Wat betekent dat, werkintensief? Wel, je moet de tuinbonen eerst uit de peulen halen, ze vervolgens een dertigtal seconden blancheren en de boon dan uit zijn vliesje duwen. Ze zijn op dat moment al klaar om te eten, al kan je ze gerust nog even op een klein vuurtje verder bereiden met andere smaakmakers. “De naam boon kan sommige mensen afschrikken. Ze denken dan misschien aan dat papperige van witte bonen, die je ook nog eens lang moet koken. Maar dat is dus helemaal niet het geval. Eens ze opgekuist zijn, zijn ze zeer snel klaar. En dan heb je die krokante tuinboon, ietwat vergelijkbaar met een erwtje maar minder zoet. Ze zijn fris en smelten weg in de mond. Voor mij is dat de smaak van de lente. Een smaak die op zich staat, je moet er niet veel mee doen.”
Wie met tuinbonen vers van de plant werkt, beseft wat voor bijzonder product hij of zij in handen heeft. Ze zijn maar een korte periode beschikbaar, en heeft de moestuinier het ene jaar een overvloed aan tuinbonen, dan kan het het jaar erop veel minder zijn. Bij Sophie & Nicolas wordt dan ook zoveel mogelijk uit de groente gehaald. “Met de peulen gaan we bijvoorbeeld puree maken. Ze blancheren in goed gezouten water, bicarbonaat toevoegen voor de groene kleur, ze mixen en vervolgens door de zeef halen zodat je die vezeltjes niet meer hebt. Je moet wel snel zijn, want ze oxideren nogal snel. Ik weet dat ze de peulen in Portugal bakken, maar ik vind dat te vezelig.”

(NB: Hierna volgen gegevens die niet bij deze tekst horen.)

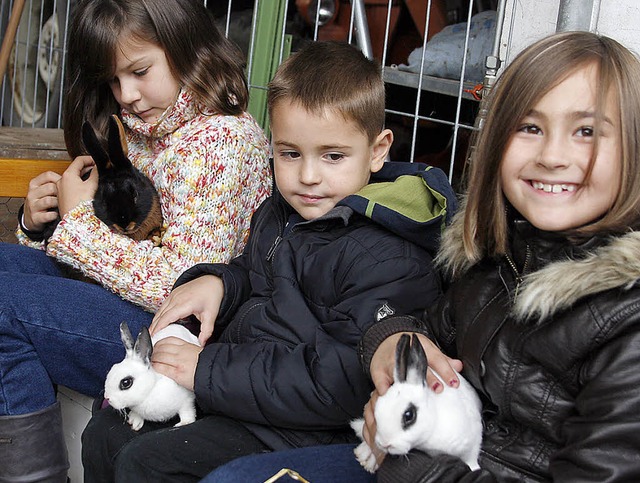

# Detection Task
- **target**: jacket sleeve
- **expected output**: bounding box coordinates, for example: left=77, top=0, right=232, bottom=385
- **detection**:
left=40, top=119, right=270, bottom=310
left=550, top=324, right=640, bottom=482
left=173, top=254, right=251, bottom=340
left=377, top=450, right=498, bottom=483
left=195, top=244, right=440, bottom=430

Door hun beperkte beschikbaarheid gaat chef Septon ze ook niet meteen opleggen. Je gebruikt ze best wanneer ze vers zijn om hun natuurlijke lentesmaken volop te benutten. Hij heeft zo zijn eigen manier om die verder te accentueren. “Momenteel associëren we de zachtheid van tuinbonen aan de friszurigheid van een saus van rabarber, de parfums van geurgeranium en frisse, pittige geitenmelk. Ik serveer tuinbonen ook graag bij kreeft, of in combinatie met kruiden die een fijne anijssmaak hebben.”
“Onze menu’s wijzigen haast wekelijks volgens wat de vier moestuiniers waarmee we smakenwerken kunnen leveren. Op maandag weet ik wat ze de week erna kunnen leveren, en dan ga ik aan het denken. Het kan dus zeker dat we nog met tuinbonen gaan werken, maar dan in andere combinaties. Rabarber gaan we nu bijvoorbeeld voor andere bereidingen gebruiken. Maar wat we er ook mee gaan doen: tuinbonen hebben niet veel chichi nodig. Ze zijn op zich al geweldig lekker.”